In zekere zin komt het verhaal – we zitten halverwege de roman – hier eindelijk in beweging, omdat Mozes geen volgzame deelnemer meer is, maar zelf actie onderneemt. Hij trekt rond, gaat op bezoek bij zijn ex-vrouw, zoekt de onvermijdelijke confrontatie met zijn ex-scenarioschrijver en confronteert hem met het doek. Maar hoe meer personages en plekken worden geïntroduceerd, hoe minder samenhangend Het eerbetoon aanvoelt. Ruth en de hele filmwereld verdwijnen abrupt naar de achtergrond; zonder het retrospectief lijkt de sturende kracht uit het verhaal verdwenen, er zit geen heldere afbakening meer in, en de stijl wordt steeds wijdlopiger.
Het lijkt alsof Yehoshua het belangrijker vindt enkele grote thema’s in zijn verhaal te verweven dan om een compact, afgerond verhaal te vertellen.
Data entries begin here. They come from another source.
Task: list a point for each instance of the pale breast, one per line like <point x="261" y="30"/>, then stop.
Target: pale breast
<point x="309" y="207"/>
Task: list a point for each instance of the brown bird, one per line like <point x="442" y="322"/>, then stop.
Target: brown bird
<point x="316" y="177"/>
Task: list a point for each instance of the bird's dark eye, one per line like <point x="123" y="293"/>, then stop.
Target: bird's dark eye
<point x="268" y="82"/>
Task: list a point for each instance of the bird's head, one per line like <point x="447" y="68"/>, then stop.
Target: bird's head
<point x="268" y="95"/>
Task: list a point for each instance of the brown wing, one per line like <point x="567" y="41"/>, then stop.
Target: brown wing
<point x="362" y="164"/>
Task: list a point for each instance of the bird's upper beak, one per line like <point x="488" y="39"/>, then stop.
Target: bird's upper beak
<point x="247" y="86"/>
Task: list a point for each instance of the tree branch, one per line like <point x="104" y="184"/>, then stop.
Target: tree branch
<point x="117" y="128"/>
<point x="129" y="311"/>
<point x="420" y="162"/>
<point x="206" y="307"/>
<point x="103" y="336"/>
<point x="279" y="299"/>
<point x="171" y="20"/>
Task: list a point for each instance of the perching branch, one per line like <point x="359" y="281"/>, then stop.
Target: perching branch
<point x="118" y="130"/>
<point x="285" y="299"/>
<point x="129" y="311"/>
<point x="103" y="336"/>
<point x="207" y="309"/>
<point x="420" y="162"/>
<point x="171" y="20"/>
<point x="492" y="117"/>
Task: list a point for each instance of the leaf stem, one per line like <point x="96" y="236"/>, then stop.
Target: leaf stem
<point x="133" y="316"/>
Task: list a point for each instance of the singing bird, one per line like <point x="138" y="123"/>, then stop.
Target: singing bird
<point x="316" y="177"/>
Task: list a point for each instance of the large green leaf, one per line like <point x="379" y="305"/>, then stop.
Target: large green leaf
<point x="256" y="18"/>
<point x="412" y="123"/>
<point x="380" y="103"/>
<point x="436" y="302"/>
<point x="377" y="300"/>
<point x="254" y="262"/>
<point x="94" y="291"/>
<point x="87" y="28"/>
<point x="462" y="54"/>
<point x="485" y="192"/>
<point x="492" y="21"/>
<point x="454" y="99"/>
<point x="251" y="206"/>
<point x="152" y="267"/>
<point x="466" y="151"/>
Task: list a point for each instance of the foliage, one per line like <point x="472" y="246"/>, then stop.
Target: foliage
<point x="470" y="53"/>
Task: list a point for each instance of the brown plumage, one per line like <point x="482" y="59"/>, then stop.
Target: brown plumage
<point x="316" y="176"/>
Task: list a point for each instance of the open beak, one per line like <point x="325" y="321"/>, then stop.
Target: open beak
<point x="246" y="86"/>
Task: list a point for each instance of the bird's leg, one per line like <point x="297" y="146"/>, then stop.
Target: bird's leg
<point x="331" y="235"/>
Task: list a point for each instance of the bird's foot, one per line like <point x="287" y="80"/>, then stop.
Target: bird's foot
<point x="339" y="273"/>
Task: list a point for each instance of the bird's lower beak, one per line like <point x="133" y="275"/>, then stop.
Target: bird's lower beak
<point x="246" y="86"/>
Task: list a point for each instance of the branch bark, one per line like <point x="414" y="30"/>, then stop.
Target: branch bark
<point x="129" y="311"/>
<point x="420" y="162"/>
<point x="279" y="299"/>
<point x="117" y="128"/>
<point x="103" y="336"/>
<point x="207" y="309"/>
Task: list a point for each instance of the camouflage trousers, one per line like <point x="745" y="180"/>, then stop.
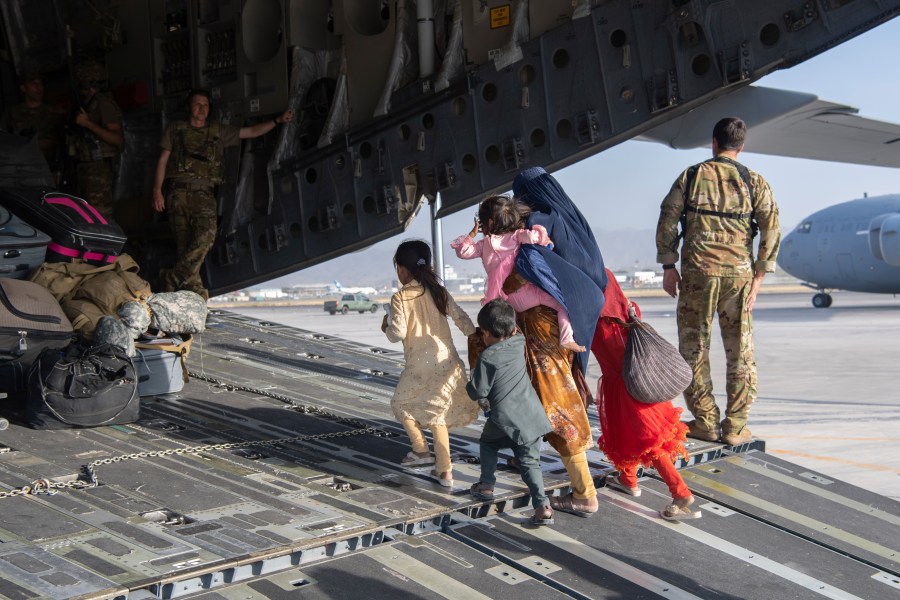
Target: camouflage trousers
<point x="700" y="299"/>
<point x="95" y="184"/>
<point x="192" y="216"/>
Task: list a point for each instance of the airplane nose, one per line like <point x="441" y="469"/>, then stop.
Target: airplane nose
<point x="789" y="256"/>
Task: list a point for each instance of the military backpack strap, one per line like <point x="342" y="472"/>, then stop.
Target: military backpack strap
<point x="744" y="173"/>
<point x="688" y="182"/>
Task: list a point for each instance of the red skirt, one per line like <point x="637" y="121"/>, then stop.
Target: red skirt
<point x="632" y="433"/>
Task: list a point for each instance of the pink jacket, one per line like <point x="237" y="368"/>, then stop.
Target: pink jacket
<point x="498" y="255"/>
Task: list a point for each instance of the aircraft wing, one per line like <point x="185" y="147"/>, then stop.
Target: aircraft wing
<point x="785" y="123"/>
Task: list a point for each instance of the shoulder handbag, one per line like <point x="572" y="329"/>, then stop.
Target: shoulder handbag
<point x="653" y="369"/>
<point x="82" y="386"/>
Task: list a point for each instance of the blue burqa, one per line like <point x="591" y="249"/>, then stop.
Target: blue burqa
<point x="573" y="271"/>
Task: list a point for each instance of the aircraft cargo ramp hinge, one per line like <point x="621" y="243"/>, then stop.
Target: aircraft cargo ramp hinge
<point x="386" y="203"/>
<point x="735" y="63"/>
<point x="587" y="127"/>
<point x="445" y="176"/>
<point x="513" y="155"/>
<point x="662" y="90"/>
<point x="795" y="21"/>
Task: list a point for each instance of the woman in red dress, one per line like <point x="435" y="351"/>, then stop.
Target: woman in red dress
<point x="634" y="433"/>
De mensen raken ondergeschikt aan de ideeën, en wanneer Mozes dan eindelijk tegenover Trigano staat, merk ik dat het me niet heel veel meer kan schelen. Ik verlang terug naar die prachtige passages over de filmkunst. En naar het o zo aangename overzicht van het retrospectief, waar alleen maar films beschreven worden, en er verder ook niets nodig is.